As others see it: Minnesota can lead on health care reformSome leading health care providers in Minnesota have found ways to improve health care and lower the costs to taxpayers. We should embrace, promote and expand their efforts.
By: The Free Press of Mankato, Worthington Daily Globe
Some leading health care providers in Minnesota have found ways to improve health care and lower the costs to taxpayers. We should embrace, promote and expand their efforts.
While much of the public discourse, and indeed angst, has centered around repealing national health care reform, few have paid attention to innovations happening right now in Minnesota that can make the state a leader to affordable coverage for all.
In fact, some of the criticism lodged at the health care reform act at the national level is being addressed at the Hennepin County Medical Center under a program the Minnesota Legislature instituted two years ago.

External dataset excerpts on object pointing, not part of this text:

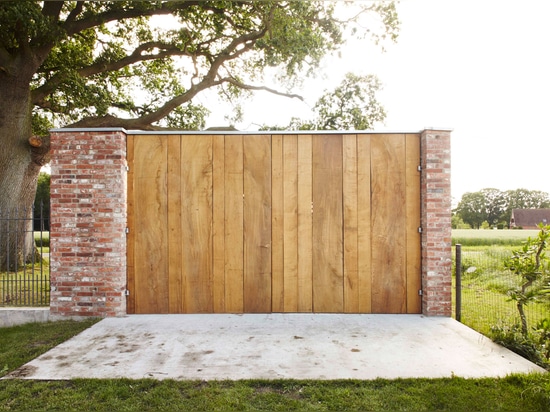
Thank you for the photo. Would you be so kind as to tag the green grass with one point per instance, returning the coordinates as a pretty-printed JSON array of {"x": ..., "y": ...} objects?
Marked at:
[
  {"x": 485, "y": 302},
  {"x": 29, "y": 286},
  {"x": 21, "y": 343},
  {"x": 471, "y": 237}
]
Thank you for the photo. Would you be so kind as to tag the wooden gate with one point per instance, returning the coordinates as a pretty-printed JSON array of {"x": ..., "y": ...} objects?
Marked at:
[{"x": 274, "y": 223}]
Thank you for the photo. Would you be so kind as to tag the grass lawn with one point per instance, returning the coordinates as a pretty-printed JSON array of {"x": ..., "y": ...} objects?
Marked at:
[
  {"x": 472, "y": 237},
  {"x": 22, "y": 343}
]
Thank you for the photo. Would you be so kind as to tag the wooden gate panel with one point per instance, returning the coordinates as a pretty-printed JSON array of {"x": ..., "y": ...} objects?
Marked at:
[
  {"x": 290, "y": 222},
  {"x": 176, "y": 292},
  {"x": 414, "y": 266},
  {"x": 328, "y": 293},
  {"x": 281, "y": 223},
  {"x": 389, "y": 294},
  {"x": 218, "y": 223},
  {"x": 150, "y": 219},
  {"x": 277, "y": 224},
  {"x": 364, "y": 264},
  {"x": 305, "y": 223},
  {"x": 257, "y": 224},
  {"x": 196, "y": 232}
]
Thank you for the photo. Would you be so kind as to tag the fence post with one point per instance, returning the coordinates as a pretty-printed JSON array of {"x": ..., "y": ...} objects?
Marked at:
[{"x": 458, "y": 272}]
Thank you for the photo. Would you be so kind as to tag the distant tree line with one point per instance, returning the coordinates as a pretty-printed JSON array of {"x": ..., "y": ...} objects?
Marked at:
[{"x": 493, "y": 207}]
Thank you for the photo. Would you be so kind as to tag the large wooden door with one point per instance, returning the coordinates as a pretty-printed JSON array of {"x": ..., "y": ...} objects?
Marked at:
[{"x": 274, "y": 223}]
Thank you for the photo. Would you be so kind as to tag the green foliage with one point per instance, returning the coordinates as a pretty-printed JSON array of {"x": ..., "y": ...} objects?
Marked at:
[
  {"x": 531, "y": 265},
  {"x": 528, "y": 346},
  {"x": 350, "y": 106},
  {"x": 88, "y": 58},
  {"x": 458, "y": 223},
  {"x": 495, "y": 207},
  {"x": 20, "y": 344}
]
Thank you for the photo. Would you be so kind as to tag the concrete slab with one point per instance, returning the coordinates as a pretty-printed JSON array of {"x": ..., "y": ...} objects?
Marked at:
[{"x": 273, "y": 346}]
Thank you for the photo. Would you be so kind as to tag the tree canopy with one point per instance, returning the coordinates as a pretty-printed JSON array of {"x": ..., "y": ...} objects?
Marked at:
[
  {"x": 495, "y": 206},
  {"x": 111, "y": 64},
  {"x": 104, "y": 64}
]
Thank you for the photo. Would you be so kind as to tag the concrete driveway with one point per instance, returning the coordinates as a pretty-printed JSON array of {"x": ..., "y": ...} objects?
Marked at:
[{"x": 274, "y": 346}]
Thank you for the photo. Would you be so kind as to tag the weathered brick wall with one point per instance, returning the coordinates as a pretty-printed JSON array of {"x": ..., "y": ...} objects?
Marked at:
[
  {"x": 88, "y": 222},
  {"x": 436, "y": 222}
]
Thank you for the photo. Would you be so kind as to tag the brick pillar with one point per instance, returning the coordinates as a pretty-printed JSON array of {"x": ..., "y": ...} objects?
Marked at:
[
  {"x": 88, "y": 222},
  {"x": 436, "y": 222}
]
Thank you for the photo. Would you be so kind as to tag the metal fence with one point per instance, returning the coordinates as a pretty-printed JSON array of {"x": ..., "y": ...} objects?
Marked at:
[
  {"x": 482, "y": 299},
  {"x": 24, "y": 257}
]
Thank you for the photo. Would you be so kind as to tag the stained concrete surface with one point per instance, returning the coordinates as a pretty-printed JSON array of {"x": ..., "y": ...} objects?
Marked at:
[{"x": 273, "y": 346}]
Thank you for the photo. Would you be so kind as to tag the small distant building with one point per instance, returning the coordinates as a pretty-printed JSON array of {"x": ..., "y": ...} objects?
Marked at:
[{"x": 529, "y": 218}]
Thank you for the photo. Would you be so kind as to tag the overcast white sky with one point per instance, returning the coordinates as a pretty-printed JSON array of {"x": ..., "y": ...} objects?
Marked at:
[{"x": 479, "y": 67}]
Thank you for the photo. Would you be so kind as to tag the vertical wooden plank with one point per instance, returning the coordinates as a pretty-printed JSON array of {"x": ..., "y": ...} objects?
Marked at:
[
  {"x": 196, "y": 189},
  {"x": 388, "y": 224},
  {"x": 218, "y": 222},
  {"x": 305, "y": 235},
  {"x": 257, "y": 223},
  {"x": 364, "y": 223},
  {"x": 290, "y": 224},
  {"x": 234, "y": 223},
  {"x": 414, "y": 269},
  {"x": 327, "y": 224},
  {"x": 277, "y": 222},
  {"x": 175, "y": 244},
  {"x": 351, "y": 273},
  {"x": 131, "y": 238},
  {"x": 150, "y": 216}
]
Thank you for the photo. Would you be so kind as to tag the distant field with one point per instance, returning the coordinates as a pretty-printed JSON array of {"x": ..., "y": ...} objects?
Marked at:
[{"x": 488, "y": 237}]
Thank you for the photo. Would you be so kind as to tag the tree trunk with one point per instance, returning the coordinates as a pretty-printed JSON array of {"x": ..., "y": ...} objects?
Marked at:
[{"x": 18, "y": 172}]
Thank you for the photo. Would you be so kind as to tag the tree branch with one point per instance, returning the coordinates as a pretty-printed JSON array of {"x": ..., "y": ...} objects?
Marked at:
[{"x": 244, "y": 86}]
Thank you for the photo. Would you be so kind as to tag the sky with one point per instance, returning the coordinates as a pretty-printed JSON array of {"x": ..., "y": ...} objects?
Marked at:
[{"x": 478, "y": 67}]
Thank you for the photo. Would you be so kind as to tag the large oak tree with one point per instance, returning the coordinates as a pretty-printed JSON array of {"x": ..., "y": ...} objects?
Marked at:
[{"x": 93, "y": 64}]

HCMC is continuing to work on the model known as coordinated care centers, where health care providers work with social workers, housing managers and other agencies to treat a sick and poor population that had been costing the health care system millions of dollars.
HCMC’s Coordinated Care Center is a small clinic and part of a program the Legislature approved two years ago that allocated a lump sum to the system to take care of a certain population of low income people who qualify for government health care.
So far the results are impressive. Because social service agencies work on the front end to helping people get the housing, transportation and in some cases mental health help they need, the program has been able to cut in half the number of emergency room visits of the 150 patients in the system. Hospital visits, which can cost $20,000 to $40,000, have declined from an average of five to three in the first year also. ...
There’s more good news. Hennepin County will expand the program to be a formal demonstration project for the state to see if it can work on a larger scale. More than two dozen clinics will be set up to serve some 12,000 low income people.
The state will allocate $120 million to Hennepin County to use as it sees fit to provide services to the low income people be it health care, additional housing or other county services including food shelves or domestic abuse services. That will be a change from paying the money to insurance companies who would pay for nearly every procedure and test no matter the need or outcome and pass the cost on to the rest of us.
Minnesota can lead the way to preserve the important health care coverage many are now expecting and expand that coverage to all. Hennepin County appears to have a good start to bringing about the needed revolution.